Embarrassing. I’m at a loss, unfortunately.
“Play it again, Sam?” I say, illegally using Mr. Grimm’s first name. Then I embark on my traditional method: one-fact-that-makes-them-think-you-have-all-the-facts. You can learn the oddest little items from a wiki page.
“Except that that’s a misquote. ‘Play it, Sam,’ it should be, but people want it more romantic and less order-givey.”
Grimm sighs. “Have you even seen Casablanca? Ten more minutes till pencils up. I’d do the quiz if I were you, Aza. And don’t call me Sam. It’s Samuel. Only people who don’t know me call me Sam.”
He’s won, because he’s right.

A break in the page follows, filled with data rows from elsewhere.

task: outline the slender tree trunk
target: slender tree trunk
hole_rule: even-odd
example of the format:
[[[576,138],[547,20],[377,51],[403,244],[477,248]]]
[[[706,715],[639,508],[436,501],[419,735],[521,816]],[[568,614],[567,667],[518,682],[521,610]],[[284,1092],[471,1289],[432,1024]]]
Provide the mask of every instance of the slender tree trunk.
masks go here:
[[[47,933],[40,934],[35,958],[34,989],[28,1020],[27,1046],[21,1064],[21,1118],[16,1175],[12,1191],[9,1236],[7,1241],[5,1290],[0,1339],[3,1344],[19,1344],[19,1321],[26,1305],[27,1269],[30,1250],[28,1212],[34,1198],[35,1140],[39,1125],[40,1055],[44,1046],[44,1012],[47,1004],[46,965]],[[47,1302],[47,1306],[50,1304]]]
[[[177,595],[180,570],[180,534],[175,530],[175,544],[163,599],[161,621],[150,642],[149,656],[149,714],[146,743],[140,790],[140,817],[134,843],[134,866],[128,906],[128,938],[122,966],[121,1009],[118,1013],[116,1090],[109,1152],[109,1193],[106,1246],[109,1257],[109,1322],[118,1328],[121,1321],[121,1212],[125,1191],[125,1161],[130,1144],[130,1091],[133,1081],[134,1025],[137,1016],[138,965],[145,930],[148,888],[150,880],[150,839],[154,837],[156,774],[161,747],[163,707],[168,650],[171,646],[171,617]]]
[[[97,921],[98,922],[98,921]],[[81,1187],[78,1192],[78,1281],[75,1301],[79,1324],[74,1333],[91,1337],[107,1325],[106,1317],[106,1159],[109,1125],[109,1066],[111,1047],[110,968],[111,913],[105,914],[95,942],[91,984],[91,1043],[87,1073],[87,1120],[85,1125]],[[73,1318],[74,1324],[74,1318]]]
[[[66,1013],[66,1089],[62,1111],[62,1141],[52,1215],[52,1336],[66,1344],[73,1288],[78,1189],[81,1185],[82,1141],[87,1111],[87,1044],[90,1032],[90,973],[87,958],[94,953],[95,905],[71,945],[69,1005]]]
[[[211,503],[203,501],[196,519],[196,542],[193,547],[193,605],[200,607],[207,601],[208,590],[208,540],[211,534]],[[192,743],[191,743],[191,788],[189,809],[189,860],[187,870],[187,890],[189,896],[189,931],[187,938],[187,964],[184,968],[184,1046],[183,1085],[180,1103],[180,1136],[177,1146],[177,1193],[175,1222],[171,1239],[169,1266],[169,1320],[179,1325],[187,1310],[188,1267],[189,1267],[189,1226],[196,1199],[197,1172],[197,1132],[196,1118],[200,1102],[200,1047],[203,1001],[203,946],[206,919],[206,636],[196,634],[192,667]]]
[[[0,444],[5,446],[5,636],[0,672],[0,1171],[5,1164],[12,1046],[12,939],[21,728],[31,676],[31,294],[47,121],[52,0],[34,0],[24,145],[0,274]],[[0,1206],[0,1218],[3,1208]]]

I so haven’t seen Casablanca. That fact was all I had. I cede the field and pick up my pencil to navigate old man and marlin.
Samuel. Who names their kid Samuel these days? I consider making a remark about pen names: Samuel Clemens, Mark Twain, and Life on the Mississippi, recently read, but I don’t. Last time we did this it became a duel, and there’s something about my chest right now that makes me uncertain whether I can properly duel without coughing.
There’s a storm kicking up outside, and trees are whacking against the windows. The blinds are rattling like crazy, because this building is a leaky, ancient thing.
Jason flips a note onto my desk. Mr. Grimm is vigilant about phones buzzing, so we go low-tech. Giant squid, it says. Tomorrow, five o’clock. Your house.
We were supposed to watch the footage a couple of nights ago, but I was coughing so hard I had to go to the hospital. Which sucked.
I had to have a scope and when I revived all the way from the anesthetic, the surgeon was looking at me with the usual whoa, never seen that before look.